Preprint · 2026

MementoGUI: Learning Agentic Multimodal Memory Control
for Long-Horizon GUI Agents

Ziyun Zeng1,*   Hang Hua2,*,†   Bocheng Zou3   Mu Cai3   Rogerio Feris2   Jiebo Luo1

1University of Rochester  ·  2MIT-IBM Watson AI Lab  ·  3University of Wisconsin-Madison

Project Lead    * Equal Contribution

MementoGUI framework overview

MementoGUI augments a frozen GUI action backbone with multimodal working and episodic memory. MementoCore updates, retrieves, and writes memory, then serializes textual summaries and ROI references as multimodal context for GUI action prediction.

TL;DR

Long-horizon GUI control is bottlenecked not by single-step perception, but by active management of long-term multimodal state. MementoGUI reframes this as an online memory-control problem: a plug-in controller, MementoCore, decides when to update memory, what to preserve, how to compress, and when to retrieve — without finetuning the underlying GUI backbone.
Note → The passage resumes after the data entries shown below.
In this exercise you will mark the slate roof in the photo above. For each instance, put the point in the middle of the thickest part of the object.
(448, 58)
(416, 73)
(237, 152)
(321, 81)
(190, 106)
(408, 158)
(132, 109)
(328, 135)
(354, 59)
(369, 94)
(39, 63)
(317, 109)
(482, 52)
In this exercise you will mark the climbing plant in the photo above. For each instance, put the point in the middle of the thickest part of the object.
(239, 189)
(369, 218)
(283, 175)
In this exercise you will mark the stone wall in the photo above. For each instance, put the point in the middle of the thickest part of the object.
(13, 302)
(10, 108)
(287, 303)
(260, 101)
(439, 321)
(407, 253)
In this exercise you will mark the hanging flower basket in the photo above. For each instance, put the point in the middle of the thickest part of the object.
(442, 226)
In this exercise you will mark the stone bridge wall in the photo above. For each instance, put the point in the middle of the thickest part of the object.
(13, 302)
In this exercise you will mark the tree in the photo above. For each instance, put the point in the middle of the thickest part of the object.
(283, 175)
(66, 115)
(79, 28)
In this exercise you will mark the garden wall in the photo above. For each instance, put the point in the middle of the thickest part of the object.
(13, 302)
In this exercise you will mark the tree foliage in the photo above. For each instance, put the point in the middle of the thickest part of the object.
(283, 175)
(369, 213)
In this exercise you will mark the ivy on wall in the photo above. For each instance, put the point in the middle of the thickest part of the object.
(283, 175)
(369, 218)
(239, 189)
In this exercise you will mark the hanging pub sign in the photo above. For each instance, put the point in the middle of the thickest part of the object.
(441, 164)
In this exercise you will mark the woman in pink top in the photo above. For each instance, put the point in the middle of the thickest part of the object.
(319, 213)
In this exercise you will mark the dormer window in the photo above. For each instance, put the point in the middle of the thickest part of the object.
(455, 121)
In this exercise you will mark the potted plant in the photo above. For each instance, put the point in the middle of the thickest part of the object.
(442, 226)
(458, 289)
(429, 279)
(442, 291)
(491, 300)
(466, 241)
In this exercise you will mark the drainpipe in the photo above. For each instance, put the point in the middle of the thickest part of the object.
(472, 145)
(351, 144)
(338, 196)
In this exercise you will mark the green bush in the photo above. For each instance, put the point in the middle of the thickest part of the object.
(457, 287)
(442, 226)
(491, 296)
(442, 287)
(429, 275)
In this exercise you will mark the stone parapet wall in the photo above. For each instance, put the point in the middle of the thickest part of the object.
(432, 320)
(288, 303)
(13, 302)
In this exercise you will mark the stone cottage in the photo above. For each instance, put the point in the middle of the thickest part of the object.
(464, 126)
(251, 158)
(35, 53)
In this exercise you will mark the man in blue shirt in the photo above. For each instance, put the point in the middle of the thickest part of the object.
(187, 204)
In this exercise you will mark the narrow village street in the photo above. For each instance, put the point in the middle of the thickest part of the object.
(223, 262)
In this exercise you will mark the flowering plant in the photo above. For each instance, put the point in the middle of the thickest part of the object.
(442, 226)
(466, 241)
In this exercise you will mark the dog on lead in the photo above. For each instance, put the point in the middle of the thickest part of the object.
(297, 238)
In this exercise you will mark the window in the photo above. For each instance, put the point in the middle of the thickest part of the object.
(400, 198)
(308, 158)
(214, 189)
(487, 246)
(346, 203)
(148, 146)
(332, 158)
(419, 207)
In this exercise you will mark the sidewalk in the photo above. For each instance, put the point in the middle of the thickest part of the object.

Frozen GUI backbone, no action-model finetuning 4 LoRA adapters on a shared Qwen3-VL Working & episodic memory, jointly controlled ROI-level visual evidence, not just text summaries Plug-in for open-source and proprietary MLLMs

Abstract

Recent GUI agents have made substantial progress in visual grounding and action prediction, yet they remain brittle in long-horizon tasks that require maintaining task state across many interface transitions. Existing agents typically rely on raw history replay or text-only memory, which either overwhelms the model with redundant screenshots or discards localized visual evidence needed for future decisions. To address these limitations, we introduce MementoGUI, a plug-in agentic memory framework that equips MLLM-based GUI agents with MementoCore, a learned controller for online memory selection, compression, and retrieval. Rather than treating interaction history as a fixed context, MementoGUI formulates long-horizon GUI control as an online memory-control problem: working memory selectively preserves task-relevant interface events with textual summaries and ROI-level visual evidence, while episodic memory retrieves reusable past trajectories through learned relevance selection. MementoCore modularizes memory control into specialized operators for step processing, memory compression, episodic writing, and episodic selection, enabling plug-in memory augmentation without finetuning the GUI agent backbone. We further develop a scalable data curation pipeline that converts computer-use trajectories into memory-controller training data, introduce MementoGUI-Bench for evaluating long-horizon decision-making in GUI agents, and design MLLM-based metrics for semantic action matching, task progress, and memory consistency. Experiments on GUI-Odyssey, MM-Mind2Web, and MementoGUI-Bench show that MementoGUI consistently improves GUI agents over no-history, history-replay, and text-only memory baselines, with larger MementoCore backbones further strengthening memory-augmented GUI control.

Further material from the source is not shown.